Traditions 2 min read

중앙아시아의 명절 전통

Nomadic heritage, Silk Road influences, and seasonal festivals in the steppe

Introduction

Central Asia — the five post-Soviet republics plus Afghanistan — occupies a geographic and cultural crossroads where nomadic steppe traditions, Zoroastrian Persian heritage, Islamic civilisation, and Soviet modernity have all left deep marks on the festival calendar. The region's celebrations are characterised by hospitality (the duty to honour guests), communal feasting, horsemanship, and the veneration of nature's seasonal rhythms.

Nowruz: The Ancient New Year

[[nowruz]] (New Day) is Central Asia's most important celebration — a pre-Islamic Persian new year observed at the spring equinox (around 21 March) across the entire region. With roots in Zoroastrian fire worship, Nowruz marks the renewal of nature and was inscribed on UNESCO's Representative List of Intangible Cultural Heritage in 2009. Households prepare the Haft-sin table — seven symbolic items beginning with the Persian letter 'sin': sabzeh (wheat sprouts), samanu (sweet wheat pudding), senjed (dried oleaster), sir (garlic), sib (apple), somāq (sumac), and serkeh (vinegar). Bonfires are lit the eve before, and people leap over them to shed the illness and misfortune of the past year. In Kazakhstan, the Nowruz equivalent Nauryz is a three-day public holiday. Giant vats of nauryz köje — a ceremonial soup of seven ingredients (milk, water, meat, flour, millet, salt, and fat) — are prepared in town squares and distributed free to all comers. Yurts are erected in public parks, and traditional music, wrestling (kuresi), and horse games fill the celebration.

Eagle Hunting Festivals: Kyrgyzstan

Among the Kyrgyz people, the ancient tradition of hunting with trained golden eagles — practised for at least two thousand years — is celebrated each autumn at the World Nomad Games held at Cholpon-Ata on the shores of Lake Issyk-Kul. Berkutchi (eagle hunters) demonstrate the bond between hunter and bird, while other competitions include kok-boru (horseback polo played with a goat carcass), wrestling, and traditional archery.

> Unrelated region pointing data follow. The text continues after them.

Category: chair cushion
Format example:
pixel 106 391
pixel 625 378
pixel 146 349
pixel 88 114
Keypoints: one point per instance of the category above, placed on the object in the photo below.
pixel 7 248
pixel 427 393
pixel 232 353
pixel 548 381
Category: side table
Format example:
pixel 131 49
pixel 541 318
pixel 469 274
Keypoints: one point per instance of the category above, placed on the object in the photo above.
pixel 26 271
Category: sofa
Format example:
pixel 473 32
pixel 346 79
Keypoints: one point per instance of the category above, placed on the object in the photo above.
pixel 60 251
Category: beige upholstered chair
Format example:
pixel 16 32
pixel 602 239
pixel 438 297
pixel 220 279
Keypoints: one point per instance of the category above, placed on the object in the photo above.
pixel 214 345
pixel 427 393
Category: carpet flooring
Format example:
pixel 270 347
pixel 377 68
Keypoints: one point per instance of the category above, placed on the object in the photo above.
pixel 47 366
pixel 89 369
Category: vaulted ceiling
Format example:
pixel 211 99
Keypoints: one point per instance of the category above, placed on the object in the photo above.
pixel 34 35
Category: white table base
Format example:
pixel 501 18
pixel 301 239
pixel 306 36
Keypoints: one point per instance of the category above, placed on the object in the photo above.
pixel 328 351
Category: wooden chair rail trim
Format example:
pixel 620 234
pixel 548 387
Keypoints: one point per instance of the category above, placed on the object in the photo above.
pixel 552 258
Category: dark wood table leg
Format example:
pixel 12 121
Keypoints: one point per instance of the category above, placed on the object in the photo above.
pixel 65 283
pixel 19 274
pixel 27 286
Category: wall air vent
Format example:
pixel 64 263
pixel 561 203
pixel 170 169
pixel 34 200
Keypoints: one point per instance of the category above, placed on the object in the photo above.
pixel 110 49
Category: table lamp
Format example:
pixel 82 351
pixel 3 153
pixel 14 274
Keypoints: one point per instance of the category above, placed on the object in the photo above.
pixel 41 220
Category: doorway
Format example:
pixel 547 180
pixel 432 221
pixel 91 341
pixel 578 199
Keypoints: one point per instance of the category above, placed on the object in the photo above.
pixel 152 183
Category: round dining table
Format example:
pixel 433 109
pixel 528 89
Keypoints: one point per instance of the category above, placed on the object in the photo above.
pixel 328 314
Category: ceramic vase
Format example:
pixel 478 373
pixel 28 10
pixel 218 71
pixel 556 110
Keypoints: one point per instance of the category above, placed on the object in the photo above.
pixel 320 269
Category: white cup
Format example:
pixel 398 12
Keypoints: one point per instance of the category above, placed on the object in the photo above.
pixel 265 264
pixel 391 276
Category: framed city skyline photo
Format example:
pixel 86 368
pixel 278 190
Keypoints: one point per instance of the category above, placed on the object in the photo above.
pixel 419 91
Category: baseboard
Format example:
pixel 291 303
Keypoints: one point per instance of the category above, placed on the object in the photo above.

Buzkashi: The Great Horse Game

Buzkashi — the national sport of Afghanistan and a revered cultural tradition in Tajikistan, Uzbekistan, and Kyrgyzstan — is played at major festivals. Riders on horseback compete to seize a headless goat or calf carcass and carry it to a scoring circle while opponents attempt to take it. Buzkashi games at weddings, Nowruz, and national holidays can draw thousands of spectators and represent the horsemanship skill central to nomadic identity.

Silk Road City Celebrations

The great cities of the historic Silk Road — Samarkand, Bukhara, and Khiva in Uzbekistan — host annual arts and culture festivals that celebrate their UNESCO World Heritage status. The Silk and Spices Festival in Bukhara and the Sharq Taronalari (Eastern Melodies) international music festival in Samarkand draw performers and visitors from across Central and East Asia, the Middle East, and Europe.

Conclusion

Central Asian celebrations carry the memory of the steppe — vast, open, and shaped by the rhythm of horses, seasons, and human movement. Whether leaping over Nowruz bonfires or watching an eagle hunter at altitude on Lake Issyk-Kul, visitors encounter a culture of extraordinary resilience and hospitality that has endured across centuries of change.